Catherine D. Clark, Chapman University and Warren James De Bruyn, Chapman University
Introduction
In a previous study funded by an ACS PRF Type G starter grant we measured the photo-oxidation of pyrene in aqueous solution as a function of environmentally relevant solution media, specifically ionic strength and humic acid concentration (Clark et al., 2007). Key findings from this work were that photodegradation was inhibited by a commercial humic acid and rate constants varied by nearly an order of magnitude over the range of ionic strengths and humic acid concentrations found in natural waters. The observed inhibition was much larger than can be accounted for by simple competitive light absorbance and could possibly result from a reduction in the lifetime of the PAH excited state due to binding to DOM. A clear understanding of binding mechanisms is needed to assess the impact of DOM on PAH photolysis. Differences observed in DOM sorption properties have been attributed to differences in aromaticity, polarity, and molecular weight (Kopinke et al., 2001; references therein). Previous studies on the sorption of PAHs to DOM have given conflicting results, suggesting both a simple partitioning model (Kopinke et al., 2001) and site-specific interactions (Laor and Rebhun, 2002).
In this grant, we proposed extending our analytical methodologies, developed for pyrene and appropriate for undergraduate research, to 5 other common PAHs in natural waters (phenanthrene, anthracene, fluoranthene, chrysene, benzo(a)pyrene).

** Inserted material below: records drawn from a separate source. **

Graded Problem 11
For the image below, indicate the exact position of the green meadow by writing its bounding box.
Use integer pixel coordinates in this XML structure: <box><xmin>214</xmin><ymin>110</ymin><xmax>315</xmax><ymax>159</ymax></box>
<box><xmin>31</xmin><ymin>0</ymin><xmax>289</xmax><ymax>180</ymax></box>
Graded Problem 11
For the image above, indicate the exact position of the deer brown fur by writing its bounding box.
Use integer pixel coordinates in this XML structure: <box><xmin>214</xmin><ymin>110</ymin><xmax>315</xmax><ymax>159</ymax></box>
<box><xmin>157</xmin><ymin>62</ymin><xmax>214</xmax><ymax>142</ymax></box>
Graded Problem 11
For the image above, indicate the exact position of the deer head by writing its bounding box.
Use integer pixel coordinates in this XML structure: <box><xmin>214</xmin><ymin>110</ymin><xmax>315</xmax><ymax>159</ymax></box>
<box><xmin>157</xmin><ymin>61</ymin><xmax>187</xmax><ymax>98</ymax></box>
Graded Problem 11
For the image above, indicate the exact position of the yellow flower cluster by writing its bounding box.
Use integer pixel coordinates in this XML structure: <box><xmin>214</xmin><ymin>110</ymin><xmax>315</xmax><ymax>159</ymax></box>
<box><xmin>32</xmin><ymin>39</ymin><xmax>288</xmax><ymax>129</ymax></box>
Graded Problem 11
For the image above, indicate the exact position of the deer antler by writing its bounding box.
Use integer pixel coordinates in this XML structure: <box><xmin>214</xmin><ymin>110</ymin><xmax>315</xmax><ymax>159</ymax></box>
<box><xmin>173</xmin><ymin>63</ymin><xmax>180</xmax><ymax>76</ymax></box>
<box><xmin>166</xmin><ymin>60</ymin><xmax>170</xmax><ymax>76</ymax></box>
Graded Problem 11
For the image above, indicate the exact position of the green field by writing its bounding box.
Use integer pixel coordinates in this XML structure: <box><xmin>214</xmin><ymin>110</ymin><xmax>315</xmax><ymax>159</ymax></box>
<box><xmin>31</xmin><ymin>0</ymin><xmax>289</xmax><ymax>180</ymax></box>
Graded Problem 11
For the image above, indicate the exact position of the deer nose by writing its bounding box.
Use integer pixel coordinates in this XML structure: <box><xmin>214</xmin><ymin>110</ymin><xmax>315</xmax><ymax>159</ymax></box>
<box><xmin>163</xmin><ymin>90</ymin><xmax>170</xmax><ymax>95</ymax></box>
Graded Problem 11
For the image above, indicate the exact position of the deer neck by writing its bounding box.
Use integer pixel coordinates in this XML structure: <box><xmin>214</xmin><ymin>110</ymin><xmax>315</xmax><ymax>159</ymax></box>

Since DOM conformation (and hence possibly PAH binding) changes with ionic strength, photolysis rates, mechanisms and sorption processes/binding constants would be examined as a function of ionic strength and humic acid concentrations using a commercial humic acid as a DOM proxy.
In year one, the following was accomplished:
1) Students set up a second HPLC system for this project
2) GC/MS/SPME and fluorescence binding analytical protocols for the sorption
studies were developed
3) Photolysis experiments as a function of salt concentration and Suwannee River humic acid concentration were completed for phenanthrene and anthracene. The SUMR scholar conducted anthracene photolysis experiments
4) Initial binding experiments were carried out for pyrene, phenanthrene, anthracene, benzo anthracene, fluoranthene, chrysene, and benzo(a)pyrene for both Swanee River Humic acid and Swanee River fulvic acid
We report here results from year 2 of the grant. We did not reach many of our research goals in year 2 and plan to apply for a no-cost extension at the end of year 3. Most of our research is conducted over the summer as undergraduate students (and their faculty mentors) have limited time during the academic semesters. Unfortunately, in Summer 2010, which would have been our primary research time, we had to move our research lab from two separate labs to one larger combined lab on the other side of the science building. These moves were necessitated by the hiring of new faculty and a major reorganization to carve out research space for them. Our labs and equipment were out of commission for 8 weeks due to these moves.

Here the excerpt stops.